Il film inizia con un prologo divertente, capace da solo di impostare il tono dell’operazione secondo i termini della commedia di costume. Discorsi maschilisti e volgari, tentativi più o meno riusciti con l’altro sesso, la trafila di pagliacciate riservate ai nuovi iniziati alla confraternita. The Riot Club insomma si muove su binari ampiamente conosciuti e sfruttati in maniera superficiale, quasi fastidiosa. Se ciò accadeva più o meno involontariamente nei precedenti lungometraggi della Scherfig, stavolta però quest’idea di messa in scena appare esplicitamente voluta. Una lunghissima, estenuante, ipnotica sequenza centrale infatti ribalta (anzi conferma?) le premesse dell’operazione, ed ecco che il gruppo di giovani scapestrati si trasforma i qualcos’altro, qualcosa di più difficile da decifrare e soprattutto maneggiare. La svolta narrativa e di tono magari arriva un po’ tardi e forse troppo a sorpresa all’interno dell’evoluzione narrativa, però indubbiamente funziona. Peccato che l’autrice ancora una volta cada nella pecca di non andare fino in fondo al discorso che ha scelto di raccontare, sia a livello di trama che soprattutto nella forza della messa in scena. Quello della Scherfig rimane un cinema gentile e ovattato, anche quando indaga mondi più inquietanti. E se il pre-finale si rivela ancora una volta troppo morbido e accomodante, a riscattarlo arriva invece una scena conclusiva molto interessante, la quale getta una sana luce di ambiguità su tutto The Riot Club.


Ottimo il gruppo di attori che compongono il cast principale. Su tutti un Sam Claflin che si rivela la vera sorpresa del film, mellifluo e crudele quanto basta per renderlo un personaggio capace di instillare nello spettatore la giusta dose di inquietudine. Convincente anche il suo antagonista Max Irons, mentre nella sola scena in cui compare Natalie Dormer risplende come sempre per bellezza e presenza scenica.
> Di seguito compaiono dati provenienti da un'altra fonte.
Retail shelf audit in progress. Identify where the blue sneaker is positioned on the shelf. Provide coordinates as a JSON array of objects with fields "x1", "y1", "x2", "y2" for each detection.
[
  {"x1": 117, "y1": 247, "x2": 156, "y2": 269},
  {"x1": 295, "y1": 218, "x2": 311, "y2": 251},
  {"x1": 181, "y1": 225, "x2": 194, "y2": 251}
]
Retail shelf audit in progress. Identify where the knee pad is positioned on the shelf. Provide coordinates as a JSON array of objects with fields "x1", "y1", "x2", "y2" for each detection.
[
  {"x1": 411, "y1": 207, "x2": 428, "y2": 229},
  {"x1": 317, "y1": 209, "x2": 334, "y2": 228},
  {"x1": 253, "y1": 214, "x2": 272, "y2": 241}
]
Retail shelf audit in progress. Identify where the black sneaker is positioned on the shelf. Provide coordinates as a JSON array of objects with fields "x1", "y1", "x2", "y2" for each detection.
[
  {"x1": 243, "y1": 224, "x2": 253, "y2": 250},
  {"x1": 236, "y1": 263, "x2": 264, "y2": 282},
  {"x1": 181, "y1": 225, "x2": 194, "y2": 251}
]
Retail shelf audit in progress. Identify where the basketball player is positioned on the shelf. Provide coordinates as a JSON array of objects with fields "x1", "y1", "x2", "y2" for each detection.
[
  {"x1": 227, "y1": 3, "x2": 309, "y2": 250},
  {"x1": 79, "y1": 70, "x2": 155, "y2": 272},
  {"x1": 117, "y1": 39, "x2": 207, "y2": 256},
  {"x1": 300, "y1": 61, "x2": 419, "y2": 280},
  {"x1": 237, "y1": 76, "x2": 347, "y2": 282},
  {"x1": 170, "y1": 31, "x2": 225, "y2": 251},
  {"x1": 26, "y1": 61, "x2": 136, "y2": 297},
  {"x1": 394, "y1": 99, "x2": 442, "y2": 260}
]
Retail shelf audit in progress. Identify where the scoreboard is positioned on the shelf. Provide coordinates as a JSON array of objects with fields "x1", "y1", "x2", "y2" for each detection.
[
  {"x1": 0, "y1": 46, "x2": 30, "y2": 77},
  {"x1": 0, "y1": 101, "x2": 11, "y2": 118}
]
Strana operazione quella di The Riot Club, composta da più film che confluiscono in uno soltanto non amalgamandosi però alla perfezione. C’è la commedia giovanile, c’è il dramma di analisi sociale, c’è la storia romantica. Non tutto funziona a meraviglia ma nel complesso ci troviamo di fronte a un lungometraggio che stuzzica l’interesse dello spettatore, ne mette alla prova la capacità di giudizio, lo spinge verso territori imprevisti e interessanti. A prescindere dalle mancanze anche evidenti che il film possiede, questo è un pregio che non può comunque essere sottovalutato.